[Date Prev][Date Next][Thread Prev][Thread Next][Date Index][Thread Index]
Re: [Qemu-devel] [PATCH v8 3/6] vfio iommu: Add support for mediated dev
From: |
Kirti Wankhede |
Subject: |
Re: [Qemu-devel] [PATCH v8 3/6] vfio iommu: Add support for mediated devices |
Date: |
Thu, 13 Oct 2016 20:04:43 +0530 |
On 10/12/2016 3:36 AM, Alex Williamson wrote:
> On Tue, 11 Oct 2016 01:58:34 +0530
> Kirti Wankhede <address@hidden> wrote:
>
...
>> +static struct vfio_group *vfio_group_from_dev(struct device *dev)
>> +{
>> + struct vfio_device *device;
>> + struct vfio_group *group;
>> + int ret;
>> +
>> + device = vfio_device_get_from_dev(dev);
>
> Note how this does dev->iommu_group->vfio_group->vfio_device and then
> we back out one level to get the vfio_group, it's not a terribly
> lightweight path. Perhaps we should have:
>
> struct vfio_device *vfio_group_get_from_dev(struct device *dev)
> {
> struct iommu_group *iommu_group;
> struct vfio_group *group;
>
> iommu_group = iommu_group_get(dev);
> if (!iommu_group)
> return NULL;
>
> group = vfio_group_get_from_iommu(iommu_group);
> iommu_group_put(iommu_group);
>
> return group;
> }
>
> vfio_device_get_from_dev() would make use of this.
>
> Then create a separate:
>
> static int vfio_group_add_container_user(struct vfio_group *group)
> {
>
>> + if (!atomic_inc_not_zero(&group->container_users)) {
> return -EINVAL;
>> + }
>> +
>> + if (group->noiommu) {
>> + atomic_dec(&group->container_users);
> return -EPERM;
>> + }
>> +
>> + if (!group->container->iommu_driver ||
>> + !vfio_group_viable(group)) {
>> + atomic_dec(&group->container_users);
> return -EINVAL;
>> + }
>> +
> return 0;
> }
>
> vfio_group_get_external_user() would be updated to use this. In fact,
> creating these two functions and updating the existing code to use
> these should be a separate patch.
>
Ok.
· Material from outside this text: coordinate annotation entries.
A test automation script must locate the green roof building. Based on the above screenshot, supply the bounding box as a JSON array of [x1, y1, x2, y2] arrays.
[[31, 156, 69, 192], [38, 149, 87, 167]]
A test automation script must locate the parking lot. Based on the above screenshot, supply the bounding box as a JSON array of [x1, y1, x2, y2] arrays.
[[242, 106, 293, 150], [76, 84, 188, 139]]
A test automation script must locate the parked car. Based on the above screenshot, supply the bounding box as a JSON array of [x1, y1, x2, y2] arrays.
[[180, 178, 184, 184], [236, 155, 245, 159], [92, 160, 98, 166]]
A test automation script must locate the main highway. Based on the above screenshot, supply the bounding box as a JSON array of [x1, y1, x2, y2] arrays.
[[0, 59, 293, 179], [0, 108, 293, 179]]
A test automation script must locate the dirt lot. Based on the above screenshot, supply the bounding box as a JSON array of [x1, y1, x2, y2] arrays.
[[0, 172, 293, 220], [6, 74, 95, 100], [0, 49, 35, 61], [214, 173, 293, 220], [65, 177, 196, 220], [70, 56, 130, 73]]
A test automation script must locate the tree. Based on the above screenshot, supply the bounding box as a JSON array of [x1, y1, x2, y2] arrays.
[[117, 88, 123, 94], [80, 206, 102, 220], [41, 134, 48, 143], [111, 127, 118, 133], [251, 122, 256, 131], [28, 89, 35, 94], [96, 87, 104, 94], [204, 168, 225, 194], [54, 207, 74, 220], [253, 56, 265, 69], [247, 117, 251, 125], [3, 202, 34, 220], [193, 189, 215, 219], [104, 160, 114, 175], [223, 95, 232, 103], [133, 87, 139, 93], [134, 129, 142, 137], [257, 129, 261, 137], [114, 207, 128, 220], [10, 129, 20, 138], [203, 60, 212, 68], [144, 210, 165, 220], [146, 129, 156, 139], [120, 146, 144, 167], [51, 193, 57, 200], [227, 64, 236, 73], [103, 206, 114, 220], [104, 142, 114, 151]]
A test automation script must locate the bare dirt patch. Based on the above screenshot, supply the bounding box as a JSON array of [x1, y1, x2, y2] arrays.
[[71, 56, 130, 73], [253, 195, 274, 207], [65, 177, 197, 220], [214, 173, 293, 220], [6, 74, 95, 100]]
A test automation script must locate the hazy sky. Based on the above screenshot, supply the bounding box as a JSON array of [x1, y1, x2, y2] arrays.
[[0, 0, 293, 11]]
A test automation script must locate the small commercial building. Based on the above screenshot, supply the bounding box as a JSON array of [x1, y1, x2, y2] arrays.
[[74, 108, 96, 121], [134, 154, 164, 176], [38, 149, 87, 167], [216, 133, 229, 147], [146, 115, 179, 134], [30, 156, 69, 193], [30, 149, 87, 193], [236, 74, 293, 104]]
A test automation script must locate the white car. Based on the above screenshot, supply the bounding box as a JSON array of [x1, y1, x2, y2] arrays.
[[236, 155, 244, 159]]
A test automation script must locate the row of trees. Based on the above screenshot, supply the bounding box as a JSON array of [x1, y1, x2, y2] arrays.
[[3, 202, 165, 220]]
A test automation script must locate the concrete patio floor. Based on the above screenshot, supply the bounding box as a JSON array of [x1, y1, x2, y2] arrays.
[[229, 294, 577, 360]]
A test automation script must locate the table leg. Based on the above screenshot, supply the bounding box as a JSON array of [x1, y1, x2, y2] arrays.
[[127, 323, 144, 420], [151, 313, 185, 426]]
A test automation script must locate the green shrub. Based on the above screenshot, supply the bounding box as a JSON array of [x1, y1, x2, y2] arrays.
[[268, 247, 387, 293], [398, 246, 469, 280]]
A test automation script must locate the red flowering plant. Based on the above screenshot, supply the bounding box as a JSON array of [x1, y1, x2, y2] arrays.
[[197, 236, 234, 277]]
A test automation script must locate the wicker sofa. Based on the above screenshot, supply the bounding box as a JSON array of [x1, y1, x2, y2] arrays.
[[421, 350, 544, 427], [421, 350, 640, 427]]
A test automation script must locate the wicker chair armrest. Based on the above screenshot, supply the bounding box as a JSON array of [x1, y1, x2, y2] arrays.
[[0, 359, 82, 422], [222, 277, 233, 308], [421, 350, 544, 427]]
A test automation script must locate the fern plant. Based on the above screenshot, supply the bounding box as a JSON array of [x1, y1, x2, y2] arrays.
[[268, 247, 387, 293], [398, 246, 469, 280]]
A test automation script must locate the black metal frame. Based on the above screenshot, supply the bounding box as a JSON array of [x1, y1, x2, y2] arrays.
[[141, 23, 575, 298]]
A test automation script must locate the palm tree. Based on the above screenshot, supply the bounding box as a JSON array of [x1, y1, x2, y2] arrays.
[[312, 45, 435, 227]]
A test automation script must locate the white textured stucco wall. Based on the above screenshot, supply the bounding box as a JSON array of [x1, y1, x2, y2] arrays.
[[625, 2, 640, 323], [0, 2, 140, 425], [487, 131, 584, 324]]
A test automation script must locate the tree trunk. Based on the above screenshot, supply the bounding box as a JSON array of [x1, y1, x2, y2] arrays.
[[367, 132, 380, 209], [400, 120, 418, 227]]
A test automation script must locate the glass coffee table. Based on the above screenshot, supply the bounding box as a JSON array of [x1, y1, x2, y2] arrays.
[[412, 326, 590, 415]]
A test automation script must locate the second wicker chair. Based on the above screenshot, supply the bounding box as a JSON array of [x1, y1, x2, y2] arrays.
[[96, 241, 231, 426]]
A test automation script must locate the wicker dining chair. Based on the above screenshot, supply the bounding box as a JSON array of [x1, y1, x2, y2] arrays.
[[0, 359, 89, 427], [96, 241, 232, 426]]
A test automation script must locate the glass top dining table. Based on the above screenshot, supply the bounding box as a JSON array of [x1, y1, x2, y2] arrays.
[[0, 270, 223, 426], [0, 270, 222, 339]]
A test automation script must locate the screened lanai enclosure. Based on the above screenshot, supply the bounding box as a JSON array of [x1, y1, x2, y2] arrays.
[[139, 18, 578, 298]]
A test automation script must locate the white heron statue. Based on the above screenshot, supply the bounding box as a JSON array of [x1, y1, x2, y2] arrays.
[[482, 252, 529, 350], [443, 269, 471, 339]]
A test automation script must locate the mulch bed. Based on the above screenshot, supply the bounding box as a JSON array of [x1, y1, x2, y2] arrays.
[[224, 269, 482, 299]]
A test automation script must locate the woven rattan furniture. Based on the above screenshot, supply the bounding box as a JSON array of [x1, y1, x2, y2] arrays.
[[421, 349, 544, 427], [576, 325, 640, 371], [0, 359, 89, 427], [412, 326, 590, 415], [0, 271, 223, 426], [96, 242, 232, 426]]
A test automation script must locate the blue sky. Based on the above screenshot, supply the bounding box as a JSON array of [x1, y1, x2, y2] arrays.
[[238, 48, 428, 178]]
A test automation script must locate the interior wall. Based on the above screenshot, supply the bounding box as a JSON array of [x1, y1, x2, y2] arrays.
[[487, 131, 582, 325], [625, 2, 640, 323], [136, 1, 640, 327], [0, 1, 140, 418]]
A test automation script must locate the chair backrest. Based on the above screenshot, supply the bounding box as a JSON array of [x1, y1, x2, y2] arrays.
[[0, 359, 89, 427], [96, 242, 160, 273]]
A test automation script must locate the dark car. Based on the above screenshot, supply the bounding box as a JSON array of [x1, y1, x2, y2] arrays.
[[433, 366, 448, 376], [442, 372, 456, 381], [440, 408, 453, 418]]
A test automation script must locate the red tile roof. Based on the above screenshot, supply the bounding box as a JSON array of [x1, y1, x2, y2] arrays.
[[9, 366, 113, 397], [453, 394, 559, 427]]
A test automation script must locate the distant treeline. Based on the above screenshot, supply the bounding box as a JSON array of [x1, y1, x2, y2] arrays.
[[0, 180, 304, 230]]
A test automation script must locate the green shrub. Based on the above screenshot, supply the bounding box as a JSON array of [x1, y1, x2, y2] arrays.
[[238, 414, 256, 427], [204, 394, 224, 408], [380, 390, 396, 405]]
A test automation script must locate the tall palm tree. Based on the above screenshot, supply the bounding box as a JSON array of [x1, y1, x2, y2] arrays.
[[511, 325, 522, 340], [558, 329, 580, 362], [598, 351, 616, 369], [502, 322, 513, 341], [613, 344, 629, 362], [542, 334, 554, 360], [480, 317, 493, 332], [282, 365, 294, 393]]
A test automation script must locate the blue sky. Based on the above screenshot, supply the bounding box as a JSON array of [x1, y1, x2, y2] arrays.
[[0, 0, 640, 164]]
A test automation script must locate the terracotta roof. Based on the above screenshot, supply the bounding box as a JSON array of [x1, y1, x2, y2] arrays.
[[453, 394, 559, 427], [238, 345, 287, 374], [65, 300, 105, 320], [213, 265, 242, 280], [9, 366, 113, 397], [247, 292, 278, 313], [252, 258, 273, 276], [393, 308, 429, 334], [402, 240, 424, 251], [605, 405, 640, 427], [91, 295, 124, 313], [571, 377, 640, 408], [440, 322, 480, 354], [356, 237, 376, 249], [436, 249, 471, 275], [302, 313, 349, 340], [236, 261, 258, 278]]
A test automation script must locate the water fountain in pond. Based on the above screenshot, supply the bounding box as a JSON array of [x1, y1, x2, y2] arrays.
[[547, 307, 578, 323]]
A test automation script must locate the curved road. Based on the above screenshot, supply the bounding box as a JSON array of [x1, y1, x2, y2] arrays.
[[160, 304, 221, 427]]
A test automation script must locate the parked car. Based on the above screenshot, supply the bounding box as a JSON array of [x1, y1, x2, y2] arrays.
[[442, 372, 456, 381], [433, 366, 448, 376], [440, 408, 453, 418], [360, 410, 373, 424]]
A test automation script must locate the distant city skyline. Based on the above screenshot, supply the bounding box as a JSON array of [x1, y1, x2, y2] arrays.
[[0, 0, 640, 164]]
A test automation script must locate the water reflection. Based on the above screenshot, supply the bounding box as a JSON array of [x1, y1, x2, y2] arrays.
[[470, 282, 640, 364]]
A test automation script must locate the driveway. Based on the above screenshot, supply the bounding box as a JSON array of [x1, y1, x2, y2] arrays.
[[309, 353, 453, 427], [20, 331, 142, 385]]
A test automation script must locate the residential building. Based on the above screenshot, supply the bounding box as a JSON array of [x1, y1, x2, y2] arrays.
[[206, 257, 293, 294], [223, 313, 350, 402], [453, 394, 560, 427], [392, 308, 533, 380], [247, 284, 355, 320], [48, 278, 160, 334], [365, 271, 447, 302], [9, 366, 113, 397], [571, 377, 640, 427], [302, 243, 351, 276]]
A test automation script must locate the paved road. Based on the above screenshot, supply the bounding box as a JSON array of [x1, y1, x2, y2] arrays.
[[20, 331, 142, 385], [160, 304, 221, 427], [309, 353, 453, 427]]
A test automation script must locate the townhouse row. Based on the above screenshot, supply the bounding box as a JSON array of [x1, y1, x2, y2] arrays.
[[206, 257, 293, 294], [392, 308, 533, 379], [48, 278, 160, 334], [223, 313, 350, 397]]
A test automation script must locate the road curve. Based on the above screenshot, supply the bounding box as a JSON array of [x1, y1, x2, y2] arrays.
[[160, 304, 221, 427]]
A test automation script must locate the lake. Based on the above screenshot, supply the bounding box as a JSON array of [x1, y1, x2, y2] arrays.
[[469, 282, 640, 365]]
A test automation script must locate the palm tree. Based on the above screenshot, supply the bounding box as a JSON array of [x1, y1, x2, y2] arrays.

I'll update.
> Note that your version did not hold a group reference while doing the
> pin/unpin operations below, which seems like a bug.
>
container->group_lock is held for pin/unpin. I think then we don't have
to hold the reference to group, because groups are attached and detached
holding this lock, right?
>> +
>> +err_ret:
>> + vfio_device_put(device);
>> + return ERR_PTR(ret);
>> +}
>> +
>> +/*
>> + * Pin a set of guest PFNs and return their associated host PFNs for
local
>> + * domain only.
>> + * @dev [in] : device
>> + * @user_pfn [in]: array of user/guest PFNs
>> + * @npage [in]: count of array elements
>> + * @prot [in] : protection flags
>> + * @phys_pfn[out] : array of host PFNs
>> + */
>> +long vfio_pin_pages(struct device *dev, unsigned long *user_pfn,
>> + long npage, int prot, unsigned long *phys_pfn)
>> +{
>> + struct vfio_container *container;
>> + struct vfio_group *group;
>> + struct vfio_iommu_driver *driver;
>> + ssize_t ret = -EINVAL;
>> +
>> + if (!dev || !user_pfn || !phys_pfn)
>> + return -EINVAL;
>> +
>> + group = vfio_group_from_dev(dev);
>> + if (IS_ERR(group))
>> + return PTR_ERR(group);
>
> As suggested above:
>
> group = vfio_group_get_from_dev(dev);
> if (!group)
> return -ENODEV;
>
> ret = vfio_group_add_container_user(group)
> if (ret)
> vfio_group_put(group);
> return ret;
> }
>
Ok.
>> +
>> + container = group->container;
>> + if (IS_ERR(container))
>> + return PTR_ERR(container);
>> +
>> + down_read(&container->group_lock);
>> +
>> + driver = container->iommu_driver;
>> + if (likely(driver && driver->ops->pin_pages))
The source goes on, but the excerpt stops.